A Fan's Notes succeeds in the brutally honest way it portrays alienation and one man's dance with madness. I read it as a teenager and found it life changing and even inspiring. Exley's impetus to succeed and integrate is to produce something literary and personally worthwhile. Like a how-done-it the reason for the quest is revealed in advance, in this case the actual book residing in the reader's hand.

Perhaps there are a fortunate few whose pedigree, ego and conscience are strong enough to be callous to the brutal honesty and metaphorical insight Exley brings to discussion of alienation and madness. Those few might never have had to embody (particularly in 1968 America) the unyielding realization that they are genetically or culturally different than the Frank Giffords who are given the keys to the kingdom - and the madness associated with actually believing such a commerce inspired value system.

Exley's charm and gift is his intricate, funny and engrossing description of the journey; his keen insight into both constructive and destructive synapse jumps; and his revelation of self imposed and societal traps and punishments. Yet somehow this ultimately leads to the redemption of accomplishment - an enduring, touching and awarding winning work, the proof of which remains on my bookshelf.

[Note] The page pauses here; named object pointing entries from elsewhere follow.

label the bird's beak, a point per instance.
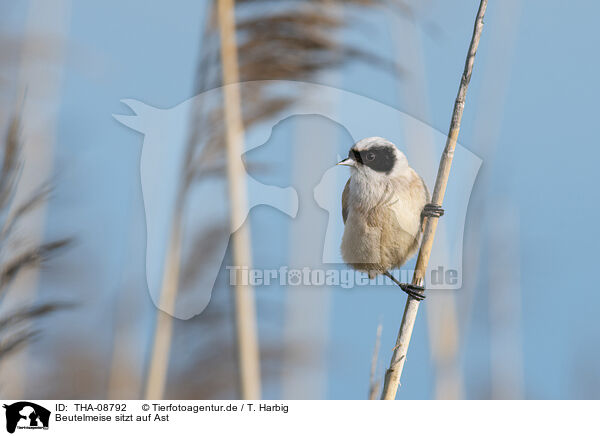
(348, 162)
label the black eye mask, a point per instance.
(380, 158)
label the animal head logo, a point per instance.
(162, 173)
(24, 414)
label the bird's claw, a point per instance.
(415, 291)
(432, 210)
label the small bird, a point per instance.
(383, 206)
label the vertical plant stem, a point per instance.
(374, 384)
(392, 376)
(245, 311)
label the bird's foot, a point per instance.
(415, 291)
(432, 210)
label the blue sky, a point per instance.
(529, 116)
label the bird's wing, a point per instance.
(345, 199)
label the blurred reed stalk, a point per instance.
(245, 311)
(392, 376)
(161, 347)
(18, 255)
(43, 37)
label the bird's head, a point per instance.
(376, 157)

#3 — December 29, 2004 @ 07:23AM — Bruce [URL]

I don't know how to respond to Mr. Glasscock's complaints about the redemptive or non-redemptive qualities of fiction.

I do know that Freddy Exley's longing to be like Frank Gifford (the pre Kathy Lee Frank Gifford, of course), together with his addictive personality and his lack of the talent he needed to succeed or even understand a changing America in the manner he wanted to -- be it artistically, financially and socially --- both predicted and spoofed the current 24-hour a day "SportsCenter" "Entertainment Tonight" culture, the notion that everyone's worthless life is worthy of its 20 minutes on reality television, and the spate of self-indulgent memoirs concerning addiction and recovery.

Most importantly, the book is, in many parts, very very very funny, and in other parts, extremely frustrating.

Admittedly, I have not read the book in some time, but thanks to Mr. Glasscock's review, I am certain to look at it again soon.